Le temps passe, mais n'apaise pas les tensions à Saint-Hubert.

Une nouvelle période de turbulences est annoncée suite à la démission de Pierre-Alexis Roland de son poste d'échevin.

Pour rappel, l'élu de la liste "Borq et Villages" s'était déjà désolidarisé du collège en septembre 2025 en choisissant de siéger comme échevin indépendant. La faute à de nombreux désaccords dont le dossier des clôtures de l'aérodrome, mais aussi l'absence de mesures concernant un chef de service accusé de faits de violence, harcèlement moral et sexuel.

Cette fois, le Rubicon est franchi avec la démission définitive de son poste d'échevin, renforçant un peu plus l'opposition (9 sièges : CAP + Pierre-Alexis Roland) contre la tripartite devenue minoritaire sur papier (8 sièges - Dynam'ic + Borq et Villages + Agissons Ensemble).

Si le pacte de majorité n'est pas menacé en l'état, l'action communale pourrait être entravée, à défaut de trouver un compromis.

L'opposition se risquera-t-elle néanmoins sur ce terrain glissant sachant que des citoyens lui imputeront la responsabilité du blocage ?

Méfiance à tous les étages

Si Pierre-Alexis Roland justifie sa démission par cohérence avec ses convictions personnelles, elle n'en demeure pas moins un coup de pression supplémentaire sur la majorité qui, affaiblie, doit encore tenir durant quatre ans et demi.

Cette démission survient également à l'heure où l'opposition CAP peine à convaincre des élus "Borq et Villages" et "Agissons Ensemble" de voter une motion de méfiance en vue d'un nouveau pacte de majorité.

En coulisse, les marchandages ont été bon train ces dernières semaines ; CAP ayant prétexté avoir une option avec l'un ou l'autre élu de la majorité sans que ce ne soit véritablement le cas. Un jeu de dupes qui n'a trompé personne mais qui a, au contraire, consolidé le front anti-CAP, nous dit-on.
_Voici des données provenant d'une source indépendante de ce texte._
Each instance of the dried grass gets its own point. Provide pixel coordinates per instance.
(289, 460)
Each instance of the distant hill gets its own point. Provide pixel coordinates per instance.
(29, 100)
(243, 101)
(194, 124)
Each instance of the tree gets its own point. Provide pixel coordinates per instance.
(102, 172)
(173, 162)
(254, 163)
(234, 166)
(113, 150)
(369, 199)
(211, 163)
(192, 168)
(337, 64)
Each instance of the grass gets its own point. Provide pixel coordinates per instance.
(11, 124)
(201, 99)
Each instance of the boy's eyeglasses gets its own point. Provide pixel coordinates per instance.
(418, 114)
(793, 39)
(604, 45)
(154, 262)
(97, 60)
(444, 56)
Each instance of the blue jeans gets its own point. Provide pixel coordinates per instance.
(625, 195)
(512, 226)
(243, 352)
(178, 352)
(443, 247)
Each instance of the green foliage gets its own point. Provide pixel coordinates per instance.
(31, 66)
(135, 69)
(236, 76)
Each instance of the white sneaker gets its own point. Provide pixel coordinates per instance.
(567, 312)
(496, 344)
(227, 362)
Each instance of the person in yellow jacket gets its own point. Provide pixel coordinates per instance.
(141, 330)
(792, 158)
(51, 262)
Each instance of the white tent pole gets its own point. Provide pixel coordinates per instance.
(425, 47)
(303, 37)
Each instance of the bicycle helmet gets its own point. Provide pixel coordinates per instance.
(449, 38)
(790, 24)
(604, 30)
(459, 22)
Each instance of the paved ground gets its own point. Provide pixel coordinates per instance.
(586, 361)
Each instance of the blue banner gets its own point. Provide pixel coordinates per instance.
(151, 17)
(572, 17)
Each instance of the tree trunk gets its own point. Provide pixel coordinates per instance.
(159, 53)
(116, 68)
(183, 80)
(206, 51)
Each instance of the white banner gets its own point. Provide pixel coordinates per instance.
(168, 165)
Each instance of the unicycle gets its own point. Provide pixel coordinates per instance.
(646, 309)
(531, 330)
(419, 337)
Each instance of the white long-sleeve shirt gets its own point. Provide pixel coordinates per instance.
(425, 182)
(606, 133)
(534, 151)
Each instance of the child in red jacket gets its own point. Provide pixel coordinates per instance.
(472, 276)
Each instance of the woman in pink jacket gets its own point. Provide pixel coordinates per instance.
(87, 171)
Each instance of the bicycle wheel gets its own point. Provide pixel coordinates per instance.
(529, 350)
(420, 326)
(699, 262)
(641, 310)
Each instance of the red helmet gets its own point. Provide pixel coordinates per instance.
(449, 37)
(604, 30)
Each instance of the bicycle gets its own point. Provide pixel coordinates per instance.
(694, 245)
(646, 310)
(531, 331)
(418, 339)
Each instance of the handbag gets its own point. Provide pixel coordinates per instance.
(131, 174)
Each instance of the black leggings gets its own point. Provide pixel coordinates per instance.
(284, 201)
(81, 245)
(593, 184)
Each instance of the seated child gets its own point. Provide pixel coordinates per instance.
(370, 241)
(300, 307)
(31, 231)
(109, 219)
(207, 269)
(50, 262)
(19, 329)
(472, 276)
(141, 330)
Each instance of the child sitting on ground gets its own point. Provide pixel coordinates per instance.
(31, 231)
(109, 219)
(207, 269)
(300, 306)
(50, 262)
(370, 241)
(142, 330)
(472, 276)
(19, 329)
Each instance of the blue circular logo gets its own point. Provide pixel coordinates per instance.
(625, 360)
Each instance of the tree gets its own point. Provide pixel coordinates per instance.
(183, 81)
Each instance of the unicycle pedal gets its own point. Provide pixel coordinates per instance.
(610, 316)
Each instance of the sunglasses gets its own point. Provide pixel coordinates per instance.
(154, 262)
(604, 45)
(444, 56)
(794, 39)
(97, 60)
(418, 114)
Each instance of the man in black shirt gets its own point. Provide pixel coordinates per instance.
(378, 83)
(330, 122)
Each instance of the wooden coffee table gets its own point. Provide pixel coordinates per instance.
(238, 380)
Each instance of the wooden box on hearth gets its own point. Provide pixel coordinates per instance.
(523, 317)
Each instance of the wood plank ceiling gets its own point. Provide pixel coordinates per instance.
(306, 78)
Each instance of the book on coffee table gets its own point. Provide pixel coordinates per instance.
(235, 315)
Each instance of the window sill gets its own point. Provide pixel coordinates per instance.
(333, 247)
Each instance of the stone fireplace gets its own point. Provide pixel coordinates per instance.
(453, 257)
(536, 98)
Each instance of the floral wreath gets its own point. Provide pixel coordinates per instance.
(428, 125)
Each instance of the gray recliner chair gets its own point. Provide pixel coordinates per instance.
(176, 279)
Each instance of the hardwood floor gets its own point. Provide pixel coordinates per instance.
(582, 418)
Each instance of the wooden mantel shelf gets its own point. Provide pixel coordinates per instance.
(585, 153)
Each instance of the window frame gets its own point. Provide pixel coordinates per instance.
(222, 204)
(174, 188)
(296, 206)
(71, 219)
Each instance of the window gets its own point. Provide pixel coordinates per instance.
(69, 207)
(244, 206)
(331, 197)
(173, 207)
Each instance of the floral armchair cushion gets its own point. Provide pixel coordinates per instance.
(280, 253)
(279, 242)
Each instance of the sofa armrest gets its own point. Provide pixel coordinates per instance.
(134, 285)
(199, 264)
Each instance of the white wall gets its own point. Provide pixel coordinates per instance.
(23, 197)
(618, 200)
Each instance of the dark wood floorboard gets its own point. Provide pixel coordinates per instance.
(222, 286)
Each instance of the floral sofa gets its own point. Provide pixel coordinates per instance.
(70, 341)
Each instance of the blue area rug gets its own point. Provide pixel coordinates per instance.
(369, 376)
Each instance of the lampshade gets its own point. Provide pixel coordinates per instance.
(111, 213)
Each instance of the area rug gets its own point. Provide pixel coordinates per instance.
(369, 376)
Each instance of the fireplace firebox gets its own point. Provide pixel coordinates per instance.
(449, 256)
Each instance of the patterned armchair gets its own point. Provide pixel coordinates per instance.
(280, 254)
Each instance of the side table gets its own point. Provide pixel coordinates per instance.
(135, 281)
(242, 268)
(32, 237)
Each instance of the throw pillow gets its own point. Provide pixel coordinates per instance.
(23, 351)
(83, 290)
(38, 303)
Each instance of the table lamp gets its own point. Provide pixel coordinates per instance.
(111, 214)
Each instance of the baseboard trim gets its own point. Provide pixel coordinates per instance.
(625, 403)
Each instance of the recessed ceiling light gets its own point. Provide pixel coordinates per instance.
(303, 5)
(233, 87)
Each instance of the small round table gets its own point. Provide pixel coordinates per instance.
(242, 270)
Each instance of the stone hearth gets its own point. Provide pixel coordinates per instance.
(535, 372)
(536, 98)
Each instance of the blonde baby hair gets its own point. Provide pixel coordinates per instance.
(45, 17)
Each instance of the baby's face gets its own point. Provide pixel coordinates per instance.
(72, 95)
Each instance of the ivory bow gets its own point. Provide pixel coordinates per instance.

Le groupe, qui était encore aux affaires avant 2024, avait d'ailleurs claironné dans la presse son intention de déposer une motion de méfiance alors qu'aucun élu de la majorité ne s'était encore manifesté en sa faveur.

Suite au boycott du conseil communal qui n'a pas été compris voire réprouvé par une partie de la population, Pierre Henneaux, son chef de file et ancien bourgmestre, a finalement dû temporiser voire rétro-pédaler en expliquant simplement " être ouvert à la discussion ". 

De la démission de Pierre-Alexis Roland dépend toutefois le sort de la majorité. Parviendra-t-elle à rester debout contre vents et marées sachant qu' elle a déjà été convoquée par la Région wallonne et que des employés communaux ont quitté le navire ?

La tripartite, qui a ardemment défendu la conservation du réseau d'eau communal, devra redoubler d'efforts si elle ne veut pas être submergée.